Méditations de sortie de l’Arche: le principe

Le cycle de 8 méditations du confinement a ouvert une réflexion sur l’intériorité, tant personnelle que claustrale, avec l’assignation à résidence de tout le peuple français (sauf les métiers nécessaires et vitaux).

Débuté avec le souvenir lointain de Jérusalem dans l’exil babylonien, par le début du psaume 137, il s’est clos par Noé et la fin du déluge, assortie d’une nouvelle alliance et mission : peupler et remplir la terre.

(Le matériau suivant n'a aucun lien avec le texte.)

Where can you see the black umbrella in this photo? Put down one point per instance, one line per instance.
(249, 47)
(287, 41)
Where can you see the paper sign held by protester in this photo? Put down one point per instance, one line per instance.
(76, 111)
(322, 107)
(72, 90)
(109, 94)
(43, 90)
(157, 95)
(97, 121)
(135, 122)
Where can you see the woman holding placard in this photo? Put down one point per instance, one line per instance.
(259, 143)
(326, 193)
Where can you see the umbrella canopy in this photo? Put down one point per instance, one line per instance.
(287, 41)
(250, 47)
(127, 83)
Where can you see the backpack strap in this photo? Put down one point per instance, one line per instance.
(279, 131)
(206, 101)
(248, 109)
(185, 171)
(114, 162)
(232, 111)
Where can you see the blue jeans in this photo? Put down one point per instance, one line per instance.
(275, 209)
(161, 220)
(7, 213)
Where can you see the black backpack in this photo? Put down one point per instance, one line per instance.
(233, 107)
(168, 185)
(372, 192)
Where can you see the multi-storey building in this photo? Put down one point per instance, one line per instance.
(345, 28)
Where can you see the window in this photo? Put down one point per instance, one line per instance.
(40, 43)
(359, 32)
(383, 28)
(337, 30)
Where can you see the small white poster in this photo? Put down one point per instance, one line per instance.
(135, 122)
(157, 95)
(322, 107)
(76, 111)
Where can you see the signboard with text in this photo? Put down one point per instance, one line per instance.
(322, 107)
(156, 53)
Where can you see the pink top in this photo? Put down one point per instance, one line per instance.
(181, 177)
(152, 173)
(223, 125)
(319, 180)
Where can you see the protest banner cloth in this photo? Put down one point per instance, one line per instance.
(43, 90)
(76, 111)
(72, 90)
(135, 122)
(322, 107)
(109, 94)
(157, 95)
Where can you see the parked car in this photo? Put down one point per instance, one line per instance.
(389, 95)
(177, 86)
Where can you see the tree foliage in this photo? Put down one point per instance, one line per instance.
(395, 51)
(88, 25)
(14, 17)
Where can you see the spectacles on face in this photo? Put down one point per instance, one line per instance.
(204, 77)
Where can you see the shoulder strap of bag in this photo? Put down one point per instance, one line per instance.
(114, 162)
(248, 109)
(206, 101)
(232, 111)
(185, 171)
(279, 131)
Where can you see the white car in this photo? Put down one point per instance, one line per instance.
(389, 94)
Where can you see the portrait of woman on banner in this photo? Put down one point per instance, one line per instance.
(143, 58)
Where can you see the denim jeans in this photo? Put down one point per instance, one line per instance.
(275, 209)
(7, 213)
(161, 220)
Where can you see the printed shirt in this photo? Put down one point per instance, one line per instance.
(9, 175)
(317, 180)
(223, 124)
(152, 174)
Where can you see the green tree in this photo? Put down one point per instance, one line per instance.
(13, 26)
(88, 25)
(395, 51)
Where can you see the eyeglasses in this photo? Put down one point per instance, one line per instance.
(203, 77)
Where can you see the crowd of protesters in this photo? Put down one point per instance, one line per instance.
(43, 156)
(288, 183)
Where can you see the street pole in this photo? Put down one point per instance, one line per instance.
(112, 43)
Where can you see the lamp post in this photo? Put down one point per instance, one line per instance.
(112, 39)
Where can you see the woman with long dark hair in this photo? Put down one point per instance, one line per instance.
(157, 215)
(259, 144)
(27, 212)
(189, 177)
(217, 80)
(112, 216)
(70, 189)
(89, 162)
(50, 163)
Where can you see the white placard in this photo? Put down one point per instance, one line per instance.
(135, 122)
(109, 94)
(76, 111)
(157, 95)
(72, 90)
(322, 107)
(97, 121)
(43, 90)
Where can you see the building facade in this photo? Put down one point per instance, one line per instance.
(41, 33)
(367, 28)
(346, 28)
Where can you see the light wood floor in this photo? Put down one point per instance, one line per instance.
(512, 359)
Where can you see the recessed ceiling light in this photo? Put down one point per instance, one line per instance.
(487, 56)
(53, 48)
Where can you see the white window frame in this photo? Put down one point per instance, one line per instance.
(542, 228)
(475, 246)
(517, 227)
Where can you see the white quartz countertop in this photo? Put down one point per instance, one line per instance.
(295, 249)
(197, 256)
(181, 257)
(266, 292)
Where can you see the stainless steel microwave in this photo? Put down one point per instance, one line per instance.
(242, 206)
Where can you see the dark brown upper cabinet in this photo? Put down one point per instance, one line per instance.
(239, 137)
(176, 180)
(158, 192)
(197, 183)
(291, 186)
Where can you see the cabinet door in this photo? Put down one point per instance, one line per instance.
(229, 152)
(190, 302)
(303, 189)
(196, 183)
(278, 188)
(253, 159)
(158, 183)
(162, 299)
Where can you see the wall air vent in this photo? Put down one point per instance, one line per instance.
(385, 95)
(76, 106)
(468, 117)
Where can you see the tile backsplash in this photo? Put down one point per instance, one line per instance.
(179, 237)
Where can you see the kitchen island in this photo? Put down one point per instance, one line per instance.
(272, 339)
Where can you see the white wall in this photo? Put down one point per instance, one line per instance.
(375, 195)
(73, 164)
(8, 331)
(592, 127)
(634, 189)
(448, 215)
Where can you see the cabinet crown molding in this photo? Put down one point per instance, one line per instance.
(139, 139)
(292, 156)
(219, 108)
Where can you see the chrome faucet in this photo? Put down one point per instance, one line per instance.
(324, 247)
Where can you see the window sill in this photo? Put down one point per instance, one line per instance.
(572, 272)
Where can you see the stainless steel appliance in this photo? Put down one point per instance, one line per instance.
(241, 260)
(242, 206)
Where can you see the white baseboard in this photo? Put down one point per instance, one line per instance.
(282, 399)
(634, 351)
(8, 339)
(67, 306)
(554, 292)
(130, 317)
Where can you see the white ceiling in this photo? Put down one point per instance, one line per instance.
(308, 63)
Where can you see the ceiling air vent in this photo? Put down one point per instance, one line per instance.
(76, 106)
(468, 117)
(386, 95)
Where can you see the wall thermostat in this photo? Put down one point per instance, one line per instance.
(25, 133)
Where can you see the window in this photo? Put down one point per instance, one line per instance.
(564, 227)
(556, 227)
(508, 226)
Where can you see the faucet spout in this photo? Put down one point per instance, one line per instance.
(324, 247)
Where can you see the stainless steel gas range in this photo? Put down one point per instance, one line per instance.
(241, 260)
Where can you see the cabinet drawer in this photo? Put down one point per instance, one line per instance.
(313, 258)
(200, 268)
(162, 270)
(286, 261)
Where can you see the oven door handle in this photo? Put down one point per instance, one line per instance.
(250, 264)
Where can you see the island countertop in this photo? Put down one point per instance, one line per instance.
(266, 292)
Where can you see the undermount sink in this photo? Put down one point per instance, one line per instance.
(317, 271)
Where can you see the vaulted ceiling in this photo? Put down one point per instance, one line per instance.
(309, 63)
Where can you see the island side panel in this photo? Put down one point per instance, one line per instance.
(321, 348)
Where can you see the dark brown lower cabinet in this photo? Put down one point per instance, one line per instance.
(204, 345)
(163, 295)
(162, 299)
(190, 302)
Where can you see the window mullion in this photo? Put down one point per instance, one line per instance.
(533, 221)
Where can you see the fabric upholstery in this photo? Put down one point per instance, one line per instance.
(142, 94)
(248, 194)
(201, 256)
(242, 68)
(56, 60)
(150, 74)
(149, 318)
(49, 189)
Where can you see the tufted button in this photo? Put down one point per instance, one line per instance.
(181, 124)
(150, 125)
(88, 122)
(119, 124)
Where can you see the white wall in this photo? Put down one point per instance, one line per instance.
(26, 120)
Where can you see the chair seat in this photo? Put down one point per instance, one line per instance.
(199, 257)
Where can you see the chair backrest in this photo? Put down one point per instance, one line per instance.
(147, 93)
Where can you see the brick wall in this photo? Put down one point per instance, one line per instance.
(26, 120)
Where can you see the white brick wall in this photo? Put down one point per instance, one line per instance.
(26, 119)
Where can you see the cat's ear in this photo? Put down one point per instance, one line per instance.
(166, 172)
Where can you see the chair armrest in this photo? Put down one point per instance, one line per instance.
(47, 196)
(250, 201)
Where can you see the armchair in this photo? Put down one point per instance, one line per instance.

Les circonstances changeant, le contenu et le but des méditations devait changer et s’adapter à ce nouveau contexte, qui n’est plus le confinement mais n’est pas le retour à la liberté antérieure. L’image de la sortie de l’Arche symbolise bien ce qui se passe : retour sur la terre d’avant, mais avec un nouveau contrat entre Dieu et l’humanité. Donc, tout se ressemble mais rien ne devrait être pareil. C’est maintenant le défi de l’extériorité qui s’offre à notre intériorité, renouvelée par le temps de la remise en question profonde que le retrait a pu permettre. Qu’allons-nous faire de ces semaines, de ces mois qui s’ouvrent devant nous ? Je ne veux évidemment pas parler du trivial qui refait surface aussitôt : l’apéro, la fête, la consommation, les vacances, l’inconséquence des comportements en public… Mon but est de réfléchir sur la traduction concrète des aspects spirituels que nous avons abordés dans les méditations précédentes, la foi, la prière, le salut, la volonté de Dieu, le rapport au prochain…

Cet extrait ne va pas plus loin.